The 22-page evaluation from the board says Marrero met his goals last school year related to boosting the number of young students reading at grade level, increasing the percentage of older students enrolled in rigorous courses, and recruiting diverse staff.

Marrero met some goals related to academic achievement, including increasing by two percentage points the number of third through eighth graders who met or exceeded expectations on state math tests. In 2023-24, 31% of students scored that way. In 2024-25, 33% did.

The evaluation says Marrero successfully carried out the board’s policy for closing schools with low enrollment. Ten such schools closed or partially closed at the end of last school year.

But Marrero missed his goals related to the percentage of third through eighth graders who met expectations on state literacy tests. He also missed goals related to the sense of well-being and belonging reported by students and staff in district surveys. Marrero’s goal was to increase it for both groups. While the metric for students was unchanged, it declined for staff.

“The decline was most pronounced among teachers and central office staff, who cited fatigue from reorganization, enrollment decline, and school closures,” the evaluation says.

School board members praised Marrero Thursday for his focus on raising the academic achievement of Black and Latino students, most of whom made gains on state tests last year even if their scores were lower than the goals set by Marrero.

Board member Kimberlee Sia asked how Marrero would continue that trajectory.
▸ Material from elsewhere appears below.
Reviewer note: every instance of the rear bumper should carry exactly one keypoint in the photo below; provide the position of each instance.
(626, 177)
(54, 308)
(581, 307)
Marrero said that while some might characterize the progress as insignificant, he would call it incremental, which he said “can become monumental if we all row in the same direction.”

Board member Scott Esserman thanked Marrero for reducing costs in the district’s central office in order to direct more funding toward schools. Board President Carrie Olson praised the superintendent for “taking on” President Donald Trump.
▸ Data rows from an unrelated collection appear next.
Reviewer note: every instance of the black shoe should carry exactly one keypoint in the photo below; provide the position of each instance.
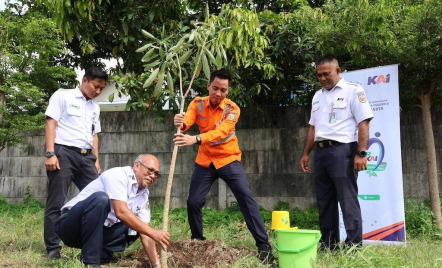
(92, 265)
(198, 238)
(111, 260)
(54, 254)
(265, 253)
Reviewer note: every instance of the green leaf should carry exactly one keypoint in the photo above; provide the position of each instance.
(148, 35)
(206, 67)
(212, 58)
(111, 97)
(148, 54)
(198, 69)
(224, 53)
(185, 56)
(170, 82)
(159, 85)
(143, 48)
(125, 28)
(206, 11)
(177, 46)
(229, 39)
(151, 65)
(152, 77)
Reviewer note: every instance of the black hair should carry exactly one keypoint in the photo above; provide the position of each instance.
(96, 73)
(222, 74)
(327, 59)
In February, Denver Public Schools sued the Trump administration in an attempt to protect students from immigration enforcement in and around schools. The district has also refused to get rid of its all-gender restrooms despite an order from the Trump administration to do so.

Those actions “strengthened public trust, safeguarded student rights, and solidified Denver Public Schools’ reputation as a national model for equity-driven leadership,” the evaluation says.
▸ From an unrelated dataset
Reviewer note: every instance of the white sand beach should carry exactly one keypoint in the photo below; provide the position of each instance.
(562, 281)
In past years, Marrero got a bonus based on his performance. But he won’t this year. The school board got rid of the bonus when it extended his contract in May.

The teachers union and others had decried the bonus structure as unfair. Marrero earned an $8,200 bonus in 2023 and a $17,300 bonus last year.

The contract extension was controversial, too. Some board members thought the board should have waited until after Marrero’s performance evaluation to decide whether to extend his contract. Under Marrero’s old contract, the board had until Jan. 1 to make that decision.

Marrero had far fewer performance goals in the 2024-25 school year than in prior years. In 2023-24, Marrero’s goals included more than 230 metrics. In 2024-25, there were just 27.

The evaluation includes a quote from Marrero’s self-evaluation noting that he considers the “degree of board influence” in shaping his goals this past year to be “outside the norms” of the governance structure that the board uses, known as policy governance.